Studies were initially performed on a human phantom pelvis and lower limb. The mAs (milliampere seconds) were varied from 120 to 75 at the pelvis and from 100 to 45 for both the knee and ankle whilst keeping the kV (kilovolt) between 120 and 140. Image quality was evaluated at the different doses.

The volumes scanned were defined on the scout film; they included the whole femoral head (0.5cm above and below the head), 20cm at the knee (10cm on either side of the joint line) and 5cm at the ankle (the distal tibia and the talus). Effective dose (mSv) was calculated using two commercially available software packages. This protocol was subsequently used to image patients in our prospective double-blind randomised controlled study of our active constraint robotic system ACRO-BOT.

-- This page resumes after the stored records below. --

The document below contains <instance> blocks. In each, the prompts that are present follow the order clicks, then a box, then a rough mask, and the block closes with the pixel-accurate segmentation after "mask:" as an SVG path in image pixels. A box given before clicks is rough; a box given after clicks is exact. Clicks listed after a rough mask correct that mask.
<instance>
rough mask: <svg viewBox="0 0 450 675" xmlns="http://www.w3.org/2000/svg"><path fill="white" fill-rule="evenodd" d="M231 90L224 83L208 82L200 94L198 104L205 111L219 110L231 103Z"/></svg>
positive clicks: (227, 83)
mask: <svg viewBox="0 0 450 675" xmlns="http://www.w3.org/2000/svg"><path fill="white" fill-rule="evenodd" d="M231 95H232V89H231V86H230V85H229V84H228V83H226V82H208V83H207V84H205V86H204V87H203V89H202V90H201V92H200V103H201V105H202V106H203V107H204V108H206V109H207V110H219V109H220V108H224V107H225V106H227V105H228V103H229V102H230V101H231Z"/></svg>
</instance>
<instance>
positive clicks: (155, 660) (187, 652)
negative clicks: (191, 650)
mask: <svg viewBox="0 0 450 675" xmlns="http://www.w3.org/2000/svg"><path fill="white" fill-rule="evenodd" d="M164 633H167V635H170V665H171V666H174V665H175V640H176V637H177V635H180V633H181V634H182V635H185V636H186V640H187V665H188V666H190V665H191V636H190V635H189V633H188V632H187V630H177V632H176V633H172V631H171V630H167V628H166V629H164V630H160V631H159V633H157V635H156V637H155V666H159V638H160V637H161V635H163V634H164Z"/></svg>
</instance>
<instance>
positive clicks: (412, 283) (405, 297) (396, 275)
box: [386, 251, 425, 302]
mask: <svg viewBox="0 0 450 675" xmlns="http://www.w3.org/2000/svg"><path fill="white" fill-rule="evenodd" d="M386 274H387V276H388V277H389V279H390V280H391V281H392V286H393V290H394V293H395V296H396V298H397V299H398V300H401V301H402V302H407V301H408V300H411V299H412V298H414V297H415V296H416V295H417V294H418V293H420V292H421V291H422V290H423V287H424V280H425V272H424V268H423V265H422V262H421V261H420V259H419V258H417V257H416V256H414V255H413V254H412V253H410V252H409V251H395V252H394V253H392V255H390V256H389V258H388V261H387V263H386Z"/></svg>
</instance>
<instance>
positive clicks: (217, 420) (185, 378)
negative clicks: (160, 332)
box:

With the reduction in the mA and scanned volume the effective dose was reduced to 0.761 mSv in females and 0.497 mSv in males whilst maintaining a sufficient image resolution for our purposes. We found that a mAs of 80 for the hip joint, 100 for the knee and 45 for the ankle was sufficient for imaging in both pre-op planning and pos-operative assessment in knee arthroplasty. This contributed on an average effective dose to the hip of 0.61 mSv, the knee 0.120 mSv and to the ankle 0.0046 mSv.

The results of our study show that we have considerably reduced the effective dose (0.8 mSv) to one third of the Perth Protocol (2.5mSv) by reducing the areas of the body scanned and adjusting the mA for the various parts of the body whist maintaining the x, y and z axis throughout the scan. The areas between the knee, hip and ankle that were not exposed to radiation are not strictly necessary for the planning of knee arthroplasty, but it is essential that the leg does not move during the scanning process. In order to prevent this leg was placed in a radiolucent splint. For post op three dimensional (3D) assessments only the knee component of the protocol is necessary.